Помнится, когда мой отец еще только на ней женился, а я был совсем малышом, она играла со мной, точно девчонка. Она, например, научила меня игре в ножички. И буквы она со мной учила по своей азбуке. Ее ведь монахини воспитали, и она хорошо умела читать и писать, бедняжка. Мой отец даже сперва лелеял надежду, что если я научусь читать, то мне, возможно, разрешат поступить в монастырь и я потом смогу помочь нашей семье разбогатеть. Но из этого, разумеется, ничего не вышло. Мачеха была хрупкой и слабенькой, она не могла оказывать отцу такую помощь в работе, как моя покойная мать, так что никакого благополучия мы не достигли. А вскоре закончилась и моя учеба.
А ведь это мачеха моя обнаружила, что я отлично умею находить в лесу разные съедобные вещи, и научила меня, что и в какое время года мне следует там искать: весной – золотистые и коричневые сморчки и строчки, съедобные папоротники и корешки; летом и осенью – грибы, ягоды и плоды диких растений; она же научила меня собирать по берегам ручьев кресс-салат и ставить верши; а отец показал мне, как ставить силки для кроликов. В общем, они оба вскоре уже рассчитывали на меня как на основного добытчика пищи, ибо почти все, что нам удавалось вырастить на своем поле, забирал в виде налогов Барон, которому это поле принадлежало. Нам разрешалось возделывать для себя лишь небольшую полоску земли, отведенную под огород, чтобы работа там поменьше отвлекала нас от работы на Барона. Я, пожалуй, даже гордился тем, что в семье на мои браконьерские набеги возлагается столь большая надежда, и охотно уходил в лес. Я там совершенно ничего не боялся. Ведь мы и жили-то на самой опушке, почти что в лесу. Так что на расстоянии мили от нашей хижины я знал каждую тропинку, каждую поляну, каждую рощицу. Чего же мне было бояться? Я смотрел на лес как на свою вотчину. И все же отец по-прежнему каждое утро приказывал мне туда идти – очень мне нужны были его приказы! – да еще и приправлял все это угрозами: «И не вздумай украдкой домой возвращаться! Не приходи, пока полную корзину не наберешь!»

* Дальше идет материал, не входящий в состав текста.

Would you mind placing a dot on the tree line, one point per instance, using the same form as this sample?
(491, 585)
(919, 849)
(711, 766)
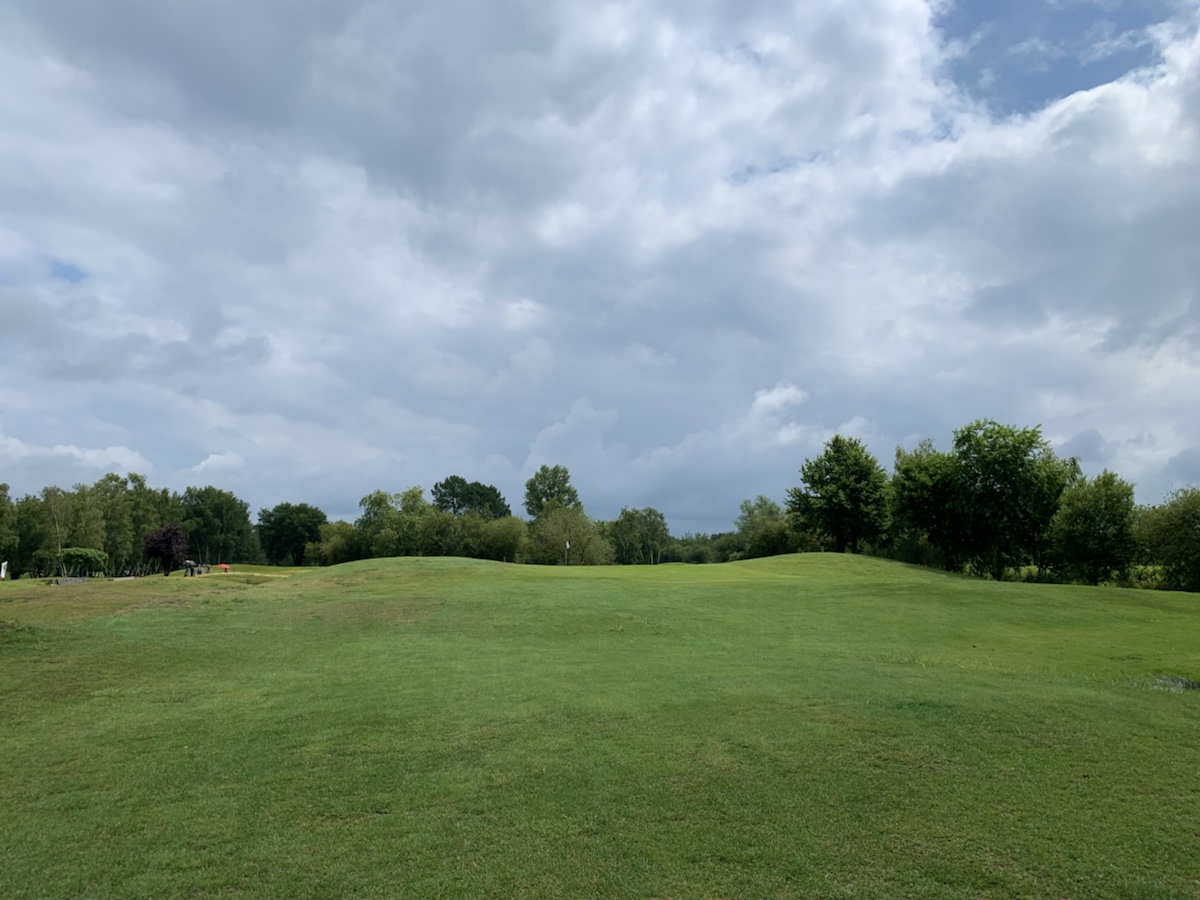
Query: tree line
(1000, 503)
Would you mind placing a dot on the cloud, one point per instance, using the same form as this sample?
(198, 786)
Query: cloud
(319, 257)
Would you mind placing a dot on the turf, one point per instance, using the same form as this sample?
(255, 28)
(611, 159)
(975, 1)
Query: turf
(802, 726)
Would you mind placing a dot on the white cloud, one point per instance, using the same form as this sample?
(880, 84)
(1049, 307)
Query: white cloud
(322, 258)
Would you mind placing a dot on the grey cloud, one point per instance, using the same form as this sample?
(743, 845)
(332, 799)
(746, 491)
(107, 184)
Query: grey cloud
(359, 246)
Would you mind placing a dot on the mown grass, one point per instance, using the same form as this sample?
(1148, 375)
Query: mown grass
(802, 726)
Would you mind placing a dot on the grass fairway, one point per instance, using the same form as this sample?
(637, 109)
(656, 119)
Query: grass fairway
(798, 726)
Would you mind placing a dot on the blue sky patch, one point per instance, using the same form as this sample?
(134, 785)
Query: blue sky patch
(1021, 55)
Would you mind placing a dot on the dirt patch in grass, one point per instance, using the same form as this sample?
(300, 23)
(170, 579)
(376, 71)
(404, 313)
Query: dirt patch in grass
(1176, 684)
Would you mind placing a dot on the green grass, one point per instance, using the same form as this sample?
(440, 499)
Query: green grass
(801, 726)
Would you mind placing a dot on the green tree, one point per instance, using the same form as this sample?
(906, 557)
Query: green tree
(340, 543)
(504, 539)
(564, 535)
(83, 561)
(639, 537)
(928, 517)
(1174, 539)
(286, 531)
(1008, 485)
(1091, 535)
(9, 539)
(550, 487)
(217, 525)
(845, 495)
(167, 546)
(461, 497)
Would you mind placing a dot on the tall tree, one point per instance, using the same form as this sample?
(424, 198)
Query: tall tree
(168, 546)
(639, 537)
(550, 489)
(9, 539)
(762, 531)
(928, 515)
(461, 497)
(217, 525)
(845, 493)
(287, 529)
(1092, 532)
(1008, 485)
(1174, 538)
(564, 535)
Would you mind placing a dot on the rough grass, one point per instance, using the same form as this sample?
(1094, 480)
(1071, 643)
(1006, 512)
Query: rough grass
(802, 726)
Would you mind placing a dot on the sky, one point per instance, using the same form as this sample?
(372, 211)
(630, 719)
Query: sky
(306, 251)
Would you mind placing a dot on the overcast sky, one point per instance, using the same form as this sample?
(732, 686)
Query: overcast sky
(305, 251)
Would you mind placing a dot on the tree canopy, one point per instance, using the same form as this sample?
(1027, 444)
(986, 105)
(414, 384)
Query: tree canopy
(845, 493)
(287, 529)
(550, 487)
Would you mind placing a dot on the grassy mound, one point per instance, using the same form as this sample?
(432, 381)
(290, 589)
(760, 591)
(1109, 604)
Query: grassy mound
(801, 726)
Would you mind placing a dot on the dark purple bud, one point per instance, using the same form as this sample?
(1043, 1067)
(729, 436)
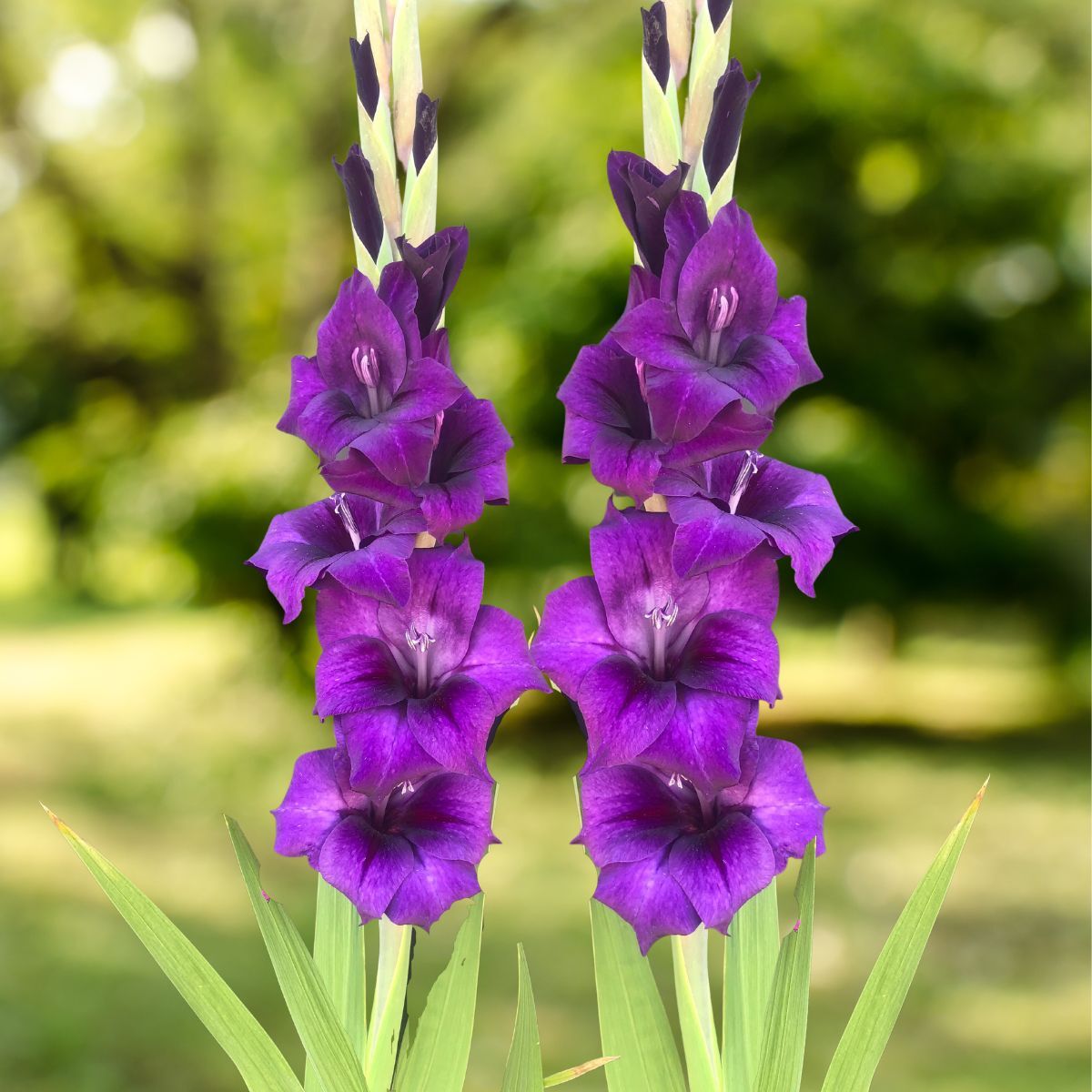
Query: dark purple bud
(658, 53)
(435, 266)
(359, 184)
(367, 79)
(718, 9)
(643, 194)
(726, 120)
(424, 130)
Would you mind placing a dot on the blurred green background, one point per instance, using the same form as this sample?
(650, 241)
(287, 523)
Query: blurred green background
(170, 233)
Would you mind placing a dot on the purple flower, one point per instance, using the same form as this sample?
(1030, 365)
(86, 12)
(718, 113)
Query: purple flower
(718, 333)
(419, 688)
(607, 423)
(361, 544)
(408, 854)
(465, 473)
(643, 194)
(665, 670)
(729, 507)
(672, 857)
(369, 389)
(436, 266)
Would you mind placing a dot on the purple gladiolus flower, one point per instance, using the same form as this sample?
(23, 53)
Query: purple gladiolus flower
(729, 507)
(419, 688)
(369, 389)
(672, 857)
(643, 194)
(465, 473)
(666, 670)
(359, 543)
(719, 333)
(607, 423)
(436, 266)
(408, 854)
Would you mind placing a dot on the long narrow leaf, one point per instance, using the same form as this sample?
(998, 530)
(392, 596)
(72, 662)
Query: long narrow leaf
(866, 1036)
(632, 1021)
(312, 1013)
(523, 1071)
(339, 956)
(437, 1063)
(786, 1018)
(392, 976)
(571, 1075)
(751, 956)
(233, 1026)
(696, 1010)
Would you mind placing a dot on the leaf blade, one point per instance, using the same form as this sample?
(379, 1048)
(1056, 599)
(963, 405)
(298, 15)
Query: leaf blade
(257, 1057)
(523, 1070)
(786, 1018)
(874, 1016)
(751, 958)
(632, 1022)
(437, 1063)
(312, 1013)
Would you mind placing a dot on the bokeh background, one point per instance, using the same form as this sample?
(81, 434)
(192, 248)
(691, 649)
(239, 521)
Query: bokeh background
(170, 233)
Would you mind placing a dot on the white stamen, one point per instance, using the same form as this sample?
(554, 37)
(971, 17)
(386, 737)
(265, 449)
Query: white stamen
(341, 507)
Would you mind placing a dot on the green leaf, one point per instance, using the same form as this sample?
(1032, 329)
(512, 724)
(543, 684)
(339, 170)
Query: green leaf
(571, 1075)
(632, 1022)
(751, 956)
(233, 1026)
(339, 956)
(312, 1013)
(696, 1010)
(786, 1016)
(866, 1036)
(392, 976)
(442, 1046)
(523, 1071)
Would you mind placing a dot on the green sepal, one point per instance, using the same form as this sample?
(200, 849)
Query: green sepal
(312, 1013)
(877, 1009)
(260, 1063)
(523, 1071)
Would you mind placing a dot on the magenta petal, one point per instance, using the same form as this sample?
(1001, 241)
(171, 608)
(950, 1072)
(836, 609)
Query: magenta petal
(311, 806)
(498, 659)
(782, 802)
(306, 385)
(381, 751)
(356, 672)
(732, 653)
(703, 738)
(365, 865)
(573, 634)
(722, 868)
(452, 724)
(432, 887)
(628, 814)
(647, 895)
(446, 816)
(625, 710)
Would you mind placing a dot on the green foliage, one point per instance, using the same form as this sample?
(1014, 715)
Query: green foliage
(256, 1057)
(312, 1013)
(523, 1073)
(632, 1021)
(866, 1036)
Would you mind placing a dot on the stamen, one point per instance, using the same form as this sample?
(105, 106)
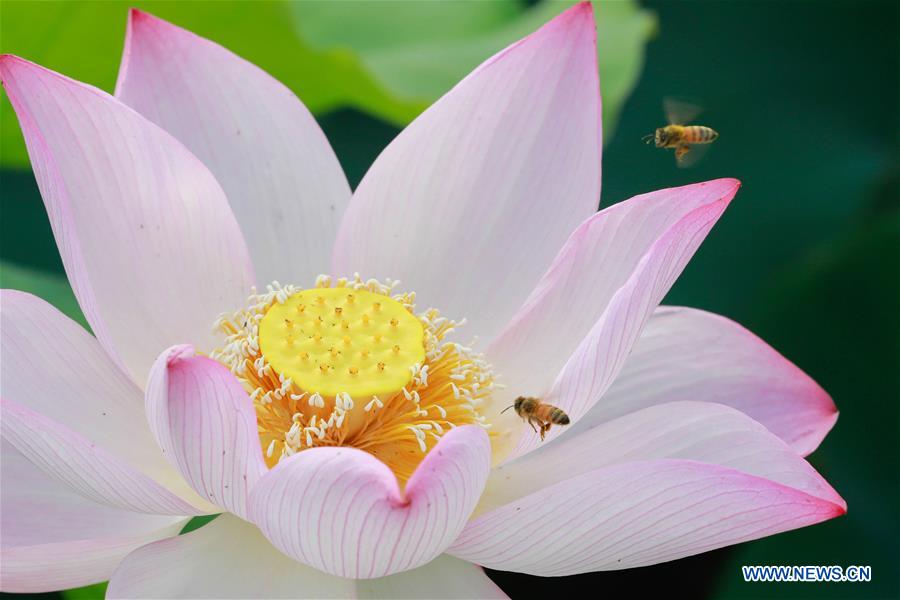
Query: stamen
(304, 355)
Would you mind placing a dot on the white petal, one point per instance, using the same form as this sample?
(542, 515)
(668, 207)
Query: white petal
(688, 354)
(701, 431)
(228, 558)
(444, 577)
(281, 176)
(77, 414)
(148, 241)
(469, 204)
(55, 539)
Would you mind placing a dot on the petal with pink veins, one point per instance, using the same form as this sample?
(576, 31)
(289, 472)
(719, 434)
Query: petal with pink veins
(148, 241)
(54, 538)
(587, 312)
(207, 563)
(635, 514)
(282, 178)
(205, 424)
(227, 558)
(446, 577)
(702, 431)
(341, 510)
(469, 204)
(75, 413)
(688, 354)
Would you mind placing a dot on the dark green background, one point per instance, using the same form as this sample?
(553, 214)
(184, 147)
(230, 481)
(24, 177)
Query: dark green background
(805, 96)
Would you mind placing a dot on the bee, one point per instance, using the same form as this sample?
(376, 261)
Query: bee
(682, 137)
(538, 413)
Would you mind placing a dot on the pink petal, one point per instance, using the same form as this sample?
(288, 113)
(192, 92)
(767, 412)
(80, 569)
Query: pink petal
(150, 246)
(687, 354)
(227, 558)
(206, 425)
(85, 467)
(587, 312)
(469, 204)
(444, 577)
(281, 176)
(701, 431)
(71, 410)
(341, 510)
(54, 538)
(635, 514)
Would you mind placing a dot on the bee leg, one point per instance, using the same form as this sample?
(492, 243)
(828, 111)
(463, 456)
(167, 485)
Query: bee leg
(545, 427)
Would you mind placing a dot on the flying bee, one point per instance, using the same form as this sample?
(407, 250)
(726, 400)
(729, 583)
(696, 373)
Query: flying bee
(682, 137)
(538, 413)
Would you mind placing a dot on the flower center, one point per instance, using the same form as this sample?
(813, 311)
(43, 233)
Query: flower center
(336, 340)
(351, 363)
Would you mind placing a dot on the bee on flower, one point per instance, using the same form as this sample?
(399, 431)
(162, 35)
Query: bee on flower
(272, 348)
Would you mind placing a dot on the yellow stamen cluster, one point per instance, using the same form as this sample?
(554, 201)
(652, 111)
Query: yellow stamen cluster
(350, 363)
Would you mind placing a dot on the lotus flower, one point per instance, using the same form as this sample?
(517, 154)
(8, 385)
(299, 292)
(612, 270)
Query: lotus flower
(355, 444)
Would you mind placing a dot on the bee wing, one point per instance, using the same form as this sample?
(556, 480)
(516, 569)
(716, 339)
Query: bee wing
(696, 153)
(681, 112)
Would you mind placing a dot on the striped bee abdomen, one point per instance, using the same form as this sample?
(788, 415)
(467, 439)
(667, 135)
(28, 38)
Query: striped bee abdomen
(699, 134)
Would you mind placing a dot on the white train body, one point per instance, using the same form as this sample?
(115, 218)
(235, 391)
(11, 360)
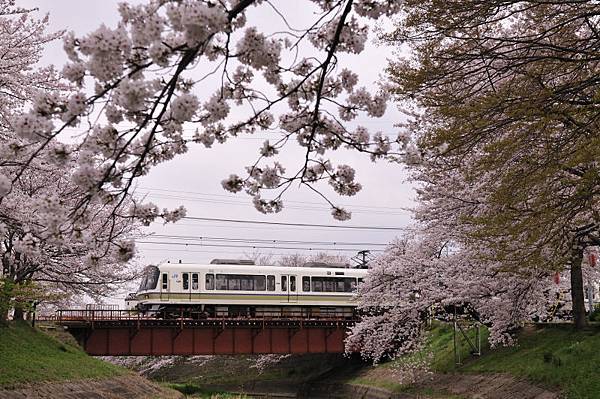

И порой это оказывалось совсем не просто – ранней весной, например, когда еще ничего и не выросло. Как и в тот день, когда я впервые увидел ту огромную зеленую изгородь. В тени дубов еще лежал сероватый прошлогодний снег, и я все бродил по лесу, не находя ни одного гриба, ни одного проклюнувшегося из земли папоротника. Кое-где на ветках я замечал черные засохшие прошлогодние ягоды, но вкус у них оказался гнилостный. В поставленные мной верши не попалось ни одной рыбки, в силки – ни одного кролика, а речные раки прятались, глубоко зарывшись в ил. В итоге я зашел так далеко в лес, как еще никогда не заходил; я все еще не терял надежды отыскать полянку, где уже проросли молодые побеги папоротников, или заметить на пористом, покрытом блестящей коркой снегу следы белки, ведущие к ее кладовой. Идти было довольно легко, поскольку я отыскал хорошую тропу, почти такой же ширины, как та дорога, что ведет к замку Барона. Тропа казалась полосатой из-за падавших между стволами берез лучей холодного еще солнца. А в конце тропы виднелось нечто странное: похоже, зеленая изгородь, только очень высокая, такая высокая, что я сперва принял ее за тучу. «Неужели здесь лес и кончается? – удивился я. – Или, может, это конец мира?»